Crawling, Rendering and Indexing

Iky Tai

How do search engines work?
Search engines work through the following functions: Disovery ➜ Crawling ➜ Rendering ➜ Indexing ➜ Ranking.
In this short post, we’ll use plain English (really simple enough) to spell out each step with some tips that you could use to maximize your SEO results.

1. Discovering URLs

Some pages are known because Googlebot has already visited them. Other pages are discovered when Googlebot follows a link from a known page to a new page, or when you submit a sitemap.

TIP: Internal linking is important to help get your pages, especially new pages, get found easily.

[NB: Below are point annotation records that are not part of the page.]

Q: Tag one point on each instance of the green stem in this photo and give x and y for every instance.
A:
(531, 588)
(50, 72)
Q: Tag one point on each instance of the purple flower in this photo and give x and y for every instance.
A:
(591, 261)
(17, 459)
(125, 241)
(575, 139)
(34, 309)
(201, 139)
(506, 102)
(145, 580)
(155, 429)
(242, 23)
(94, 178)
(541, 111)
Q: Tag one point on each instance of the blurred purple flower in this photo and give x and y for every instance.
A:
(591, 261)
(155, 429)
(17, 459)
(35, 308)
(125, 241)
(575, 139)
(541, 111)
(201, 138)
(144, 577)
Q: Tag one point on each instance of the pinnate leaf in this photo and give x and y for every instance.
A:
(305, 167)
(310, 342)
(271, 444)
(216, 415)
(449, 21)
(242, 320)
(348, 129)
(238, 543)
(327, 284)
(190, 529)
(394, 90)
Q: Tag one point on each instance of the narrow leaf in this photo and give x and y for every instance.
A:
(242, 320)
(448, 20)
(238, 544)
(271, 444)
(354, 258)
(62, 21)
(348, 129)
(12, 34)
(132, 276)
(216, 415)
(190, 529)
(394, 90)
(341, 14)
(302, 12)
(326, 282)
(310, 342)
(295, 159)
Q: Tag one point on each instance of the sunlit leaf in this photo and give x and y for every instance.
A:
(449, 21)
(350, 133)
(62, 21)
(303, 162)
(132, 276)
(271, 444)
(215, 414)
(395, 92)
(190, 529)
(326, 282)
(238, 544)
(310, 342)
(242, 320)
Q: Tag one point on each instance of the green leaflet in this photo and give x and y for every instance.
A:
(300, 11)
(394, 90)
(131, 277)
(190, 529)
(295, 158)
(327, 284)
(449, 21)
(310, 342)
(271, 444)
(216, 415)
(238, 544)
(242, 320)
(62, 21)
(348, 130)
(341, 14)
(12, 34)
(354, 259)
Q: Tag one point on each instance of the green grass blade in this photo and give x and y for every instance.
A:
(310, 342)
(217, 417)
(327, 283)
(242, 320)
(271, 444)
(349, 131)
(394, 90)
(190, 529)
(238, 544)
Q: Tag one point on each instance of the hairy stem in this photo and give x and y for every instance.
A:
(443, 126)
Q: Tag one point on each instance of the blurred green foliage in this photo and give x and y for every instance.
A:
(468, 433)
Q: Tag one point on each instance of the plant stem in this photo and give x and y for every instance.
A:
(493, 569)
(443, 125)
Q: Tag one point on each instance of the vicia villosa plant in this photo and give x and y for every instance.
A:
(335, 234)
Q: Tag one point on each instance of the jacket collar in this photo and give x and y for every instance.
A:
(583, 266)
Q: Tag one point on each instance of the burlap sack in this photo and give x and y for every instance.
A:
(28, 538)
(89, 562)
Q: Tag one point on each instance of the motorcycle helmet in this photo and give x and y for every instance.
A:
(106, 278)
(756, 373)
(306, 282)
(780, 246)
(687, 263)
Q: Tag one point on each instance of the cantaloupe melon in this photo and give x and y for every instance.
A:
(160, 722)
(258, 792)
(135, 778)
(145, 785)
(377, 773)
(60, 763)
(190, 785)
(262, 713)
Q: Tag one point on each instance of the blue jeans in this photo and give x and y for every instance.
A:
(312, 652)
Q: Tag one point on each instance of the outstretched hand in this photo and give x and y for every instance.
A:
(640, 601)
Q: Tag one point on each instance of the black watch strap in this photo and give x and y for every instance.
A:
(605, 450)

2. Visiting or “crawling” the page to find out what’s on it

After discovering a URL, Googlebot queues it for crawling. Googlebot crawls a page by requesting its HTML file but it may not crawl all discovered URLs because some may be disallowed for crawling. If so, Google will skip them and parse the HTML response for other URLs. If links are found, it adds them to the crawl queue. That said, crawling is a process of collecting web pages and noting all the links.

Can I see how a Googlebot crawler sees my pages?
Yes, you can. The cached version of your page reflects a snapshot of the last time Googlebot crawled it.

TIP: Use your robots.txt file to direct Googlebot away from crawling certain pages and sections of your site. Pages that you may want to add to your robots.txt would be /login, /thankyou, /cart, /account etc.

3. Rendering to generate how the page will appear to users

Rendering is an important process to enable Google to see the actual page content that JavaScript (JS) generates. Without rendering, the websites that rely on JS to bring content to the page may have an impact on its ability to rank well as Google might not see that content. If Google can’t see that content, it can’t get indexed on Google search.

In the case of a JS-based website, Googlebot queues pages for rendering unless a robots meta tag or header tells Google not to index the page. Since running JS is very resource-heavy and complex, Google only renders the page an runs JS once its resources allow so this process can be delayed. This involves taking the HTML, JavaScript and CSS information to generate how the page will appear to desktop and/or mobile users. Once again, Googlebot parses the rendered page for links and queues the URLs it finds for crawling.

Can I see how Googlebot renders my JS content?
Yes, you can. With Google’s URL Inspection Tool or Google’s Mobile Friendly Testing Tool, You can see the rendered code (or DOM), which represents the state of your page after rendering.

TIP: It’d be great if you could have as much content as possible in the initial HTML because the website renders quicker. See what Google’s Martin Splitt says below

4. Indexing or not (analyzing content)

Once a page has been crawled and rendered, Google further processes and analyzes the page to determine if it will be stored in the index or not, e.g. the textual content and key content tags and attributes, such as elements and alt attributes, images, videos, and more.

Can I see if Google has indexed my content? Yes, you can.

TIP: Indexing isn’t guaranteed – not every page that Google processed will be indexed. For example, if you content doesn’t seem to be valuable to Google like duplicate content, you may not get indexed. Read your Google Search Console’s Page Indexing Report.

5. Ranking

When a user enters a query, our machines search the index for matching pages and return the results we believe are the highest quality and most relevant to the user’s query.

TIP: Congrats, you finally come to this last step but your ranking game just starts. Check out this recent ranking article to push your articles up on Google search.

FAQs about how search engines work

1. Can Google still index your page if it isn’t fully rendered?

Yes, it can. It can index just the initial HTML which doesn’t contain dynamically injected content. But in the case of a JS-heavy website, Google can’t generally index the content till the website is fully rendered.

2. Does Google skip rendering JS?

Yes, it may. As confirmed by Martin Splitt, Google might decide that a page doesn’t change much after rendering (after running JS), so they won’t render it in the future.

Also, Google’s renderer has timeouts. If it takes too long to render your JS, Google may skip it. But before thinking it as a Google’s thing, check if you blocked your JS files from Googlebot.

3. What happens if Google can’t render the content of your website?

If Google can’t see your content, it may choose another website with content it can index. Things may get even worse when Google cannot see the links to new pages. It can negatively affect Google’s ability to discover new content and may lead to the possibility of many pages not being indexed in Google.